Pushback is when a customer replies to our answers with questions or comments which indicate they do not believe our solution will work for them, that they have little faith in our process, or that someone else did not give them the correct help.
There is a difference between pushback and mere clarification questions:
- Pushback is avoidable.
- Pushback unnecessarily prolongs a solution.
- Pushback is often antagonistic, combative, debating, or challenging.
- Pushback hints at fear behind the customer’s concerns.
- Pushback, at its root, shows a customer’s lack of confidence in us, not just our product or service.
Why should we try to minimize pushback?
When a customer pushes back, they are saying that our solution will not work for them. They may not even try it. Thus, they delay enjoyment of our products and solutions. So, in effect, they are hurting themself. (This assumes that we have 100% given the correct information). They may become disenchanted with our service, our products, and then us. This gives rise to customer dissatisfaction, non-renewals, and to bad word-of-mouth about our company.
Is pushback controllable?
Yes. While not every customer reaction is avoidable, the way in which we frame our answers, including how we greet, manage, and close our customer interactions, sets the stage for a customer’s reply.

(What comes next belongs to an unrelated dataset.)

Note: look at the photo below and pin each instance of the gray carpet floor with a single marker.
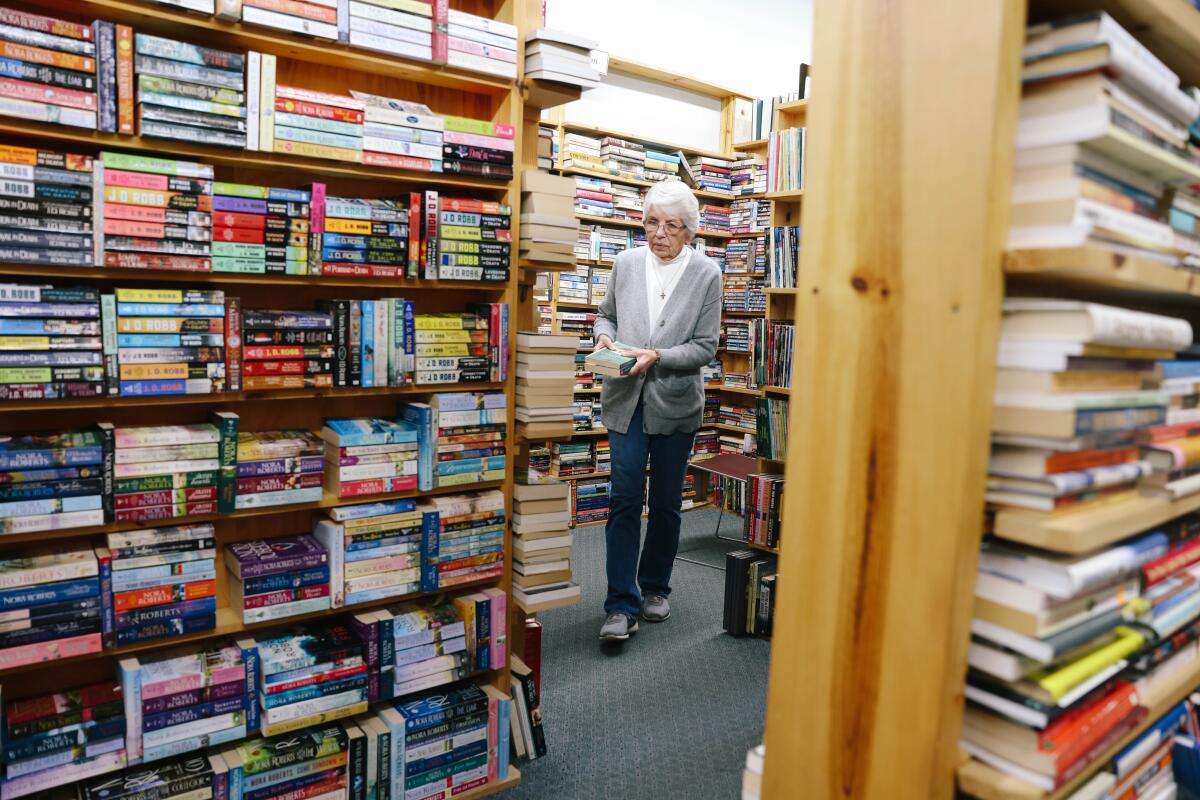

In so doing, we are not merely discouraging dissent; we are demonstrating that we are trusted advisors who care, who take accountability for both our products and our processes, and that we genuinely want to see them succeed. Even a customer enduring a negative experience can be made to feel less alienated.
Customer can sense sincere care. Most customers are, at the end of the day, people with feelings and emotions who merely want to be heard, to feel their concern matters, and to hope we will remedy their pain points. They hope for resolution, but expect to be heard. Remember that always.
Pushback is directly correlated to a customer not feeling heard, not necessarily incorrect or missing information (although that can be a contributing factor).
How do we lessen the chance of pushback?
By consistently using the Four Principles of Quality Tone and Style (Knowledge, Intent, Understanding (Empathy), and Standing), we give customers the opportunity to have their concerns framed properly by us — not by them.
Think of a parent who tries to instruct a child on how to ride a bicycle. If the parent uses phrases like “I hope this works for you”, or “You should be able to stay balanced this time”, the child is not likely going to feel confident. They will have more concerns, more questions, and refrain from actual riding attempts. The child feels the parent is unsure, unsteady, and weak.
Alternatively, think of a teacher or coach who was able to instruct yourself or others to remarkable success. This person seemed capable, knowledgeable, and seemed to be in charge and aware of many scenarios and outcomes. Others were able to quickly trust this leader.
This same teacher or coach likely simply told you that you would succeed. “You’re great at this”, “You’re doing so much better now”, or even “Of course you will perform admirably”, showing very little doubt in you.
A Word of Caution about Pushback
Do not blow smoke and merely appear confident when we have no idea if something works.
The opposite is equally true: we need not be 100% confident if there is a small chance something might not work. It is okay to be confident and lead customers through a process, even though we know there is a small chance it could fail.
Learn to smile and keep going should things go wrong. Be a good listener and make small talk. Do not sound or appear overly worried. Demonstrate relaxed resolve when working through a customer’s concern.